2. Share the responsibility and don’t take things to the heart
I take things to the heart, almost every single time somebody complained about my product. Especially because I worked hard building that product, and I know there're a lot of imperfections, but I swear I'm doing my best.
So I communicate this to my co-founders, and we split the work. My co-founder who don’t take things to the heart would handle whatever she can handle first on the customer support. She’ll then CC the engineering team if it needs us to help resolve the problem.
This helped a lot. From seeing 10 red notifications, of which most are non-urgent (but I wouldn't know until I read them right 🙄), to seeing 8-9 green notifications saying it’s resolved.
3. I’m always anxious when I don’t know what to do next
The moment I’m finished building a feature, there always comes the dreaded question “What do I do next?”. It’s dreadful because there’s a ton of things you can do, and you don’t know which one is right. This is when I’m always at my peak anxiety, when I don’t have a clear direction.
To overcome this, I’d ask my co-founders to do a small “meeting” where we discuss what we do next, and what everyone should do next. We’d talk about where we’re going, what stuff we want to plan out for the next few months, any personal changes in what we want to do and what we don’t, etc. This helps giving me and the company a clear game-plan for the next few months.
I’d come back excited to work on my next tasks.
I notice that when I drink ~2 cups of coffee a day, I start getting anxious out of nowhere. I should have known this, like this is a common knowledge right? Well guess what, I thought I’m “immune” to that stuff. Until I started going crazy, getting anxious in the middle of family lunch, and start thinking about everything negatively.
I only drink decaf now 🙃
I do this often, especially when taking a bath. I let my mind go, rant about all the feelings I had, then try to “argue” with myself to find the root of those feelings.
I’d go about how someone or something is horrible, then take the role of the “objective friend” who would question my arguments. Why am I feeling sad? Why am I feeling sad about that? What changed? Why am I tired and have no energy today? What did I do?

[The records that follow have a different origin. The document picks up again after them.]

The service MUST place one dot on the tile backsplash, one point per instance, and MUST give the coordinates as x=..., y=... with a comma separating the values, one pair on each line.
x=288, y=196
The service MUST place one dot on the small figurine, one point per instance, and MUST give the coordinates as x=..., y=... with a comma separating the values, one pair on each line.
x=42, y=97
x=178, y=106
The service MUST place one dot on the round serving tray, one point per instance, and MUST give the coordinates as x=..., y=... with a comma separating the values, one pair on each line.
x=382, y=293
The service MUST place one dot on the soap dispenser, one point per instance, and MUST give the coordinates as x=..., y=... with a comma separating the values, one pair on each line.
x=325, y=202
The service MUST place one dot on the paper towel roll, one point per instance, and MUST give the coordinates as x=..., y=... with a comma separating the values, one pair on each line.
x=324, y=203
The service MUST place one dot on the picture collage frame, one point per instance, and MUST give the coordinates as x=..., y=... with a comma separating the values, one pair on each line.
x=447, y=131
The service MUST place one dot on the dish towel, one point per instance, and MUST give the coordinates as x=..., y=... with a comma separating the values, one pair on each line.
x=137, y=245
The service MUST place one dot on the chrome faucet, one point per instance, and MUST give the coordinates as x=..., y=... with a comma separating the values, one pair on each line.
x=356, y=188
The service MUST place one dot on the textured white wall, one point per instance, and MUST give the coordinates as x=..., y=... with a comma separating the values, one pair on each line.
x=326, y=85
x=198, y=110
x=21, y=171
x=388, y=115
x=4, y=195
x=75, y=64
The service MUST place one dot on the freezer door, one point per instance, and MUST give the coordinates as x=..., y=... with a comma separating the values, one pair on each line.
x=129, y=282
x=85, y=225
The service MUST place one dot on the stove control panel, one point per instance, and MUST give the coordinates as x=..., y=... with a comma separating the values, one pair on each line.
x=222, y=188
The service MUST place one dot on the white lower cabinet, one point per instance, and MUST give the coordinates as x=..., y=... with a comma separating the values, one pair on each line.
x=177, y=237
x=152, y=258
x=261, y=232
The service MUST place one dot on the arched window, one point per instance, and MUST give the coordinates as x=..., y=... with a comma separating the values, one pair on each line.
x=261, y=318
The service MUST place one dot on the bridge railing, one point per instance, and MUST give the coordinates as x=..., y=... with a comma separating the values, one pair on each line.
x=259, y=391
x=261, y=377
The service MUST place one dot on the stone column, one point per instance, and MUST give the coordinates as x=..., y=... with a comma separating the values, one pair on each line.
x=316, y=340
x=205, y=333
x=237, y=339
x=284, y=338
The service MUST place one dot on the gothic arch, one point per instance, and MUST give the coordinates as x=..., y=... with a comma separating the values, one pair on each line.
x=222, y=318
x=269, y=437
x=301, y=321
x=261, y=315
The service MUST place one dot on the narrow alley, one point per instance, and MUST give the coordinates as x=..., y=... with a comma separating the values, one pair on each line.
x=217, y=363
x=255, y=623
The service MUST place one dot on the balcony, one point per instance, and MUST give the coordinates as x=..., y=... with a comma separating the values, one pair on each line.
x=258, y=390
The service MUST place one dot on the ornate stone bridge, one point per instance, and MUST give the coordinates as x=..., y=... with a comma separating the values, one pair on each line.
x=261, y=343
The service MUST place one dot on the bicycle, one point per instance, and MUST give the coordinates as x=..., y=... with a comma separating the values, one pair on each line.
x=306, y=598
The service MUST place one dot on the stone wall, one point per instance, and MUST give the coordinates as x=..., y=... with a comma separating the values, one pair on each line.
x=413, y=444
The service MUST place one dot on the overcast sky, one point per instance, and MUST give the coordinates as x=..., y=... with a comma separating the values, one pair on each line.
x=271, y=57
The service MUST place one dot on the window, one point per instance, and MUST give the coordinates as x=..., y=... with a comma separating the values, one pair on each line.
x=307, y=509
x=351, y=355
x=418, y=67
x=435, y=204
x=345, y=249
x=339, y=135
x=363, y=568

These questions, especially being “objective” in your argument with yourself, helps you find out the root of the problems that you’re having, and you can start experimenting with different routines to help you solve the problems and feel better.
The things above are stuff that I noticed about myself, and the solutions that worked for me. You have to start noticing this stuff about yourself before finding your own solutions.
Ok, that’s it for my rant about my feelings today 😜. I hope this helps someone out there! If you enjoy this post, let me know!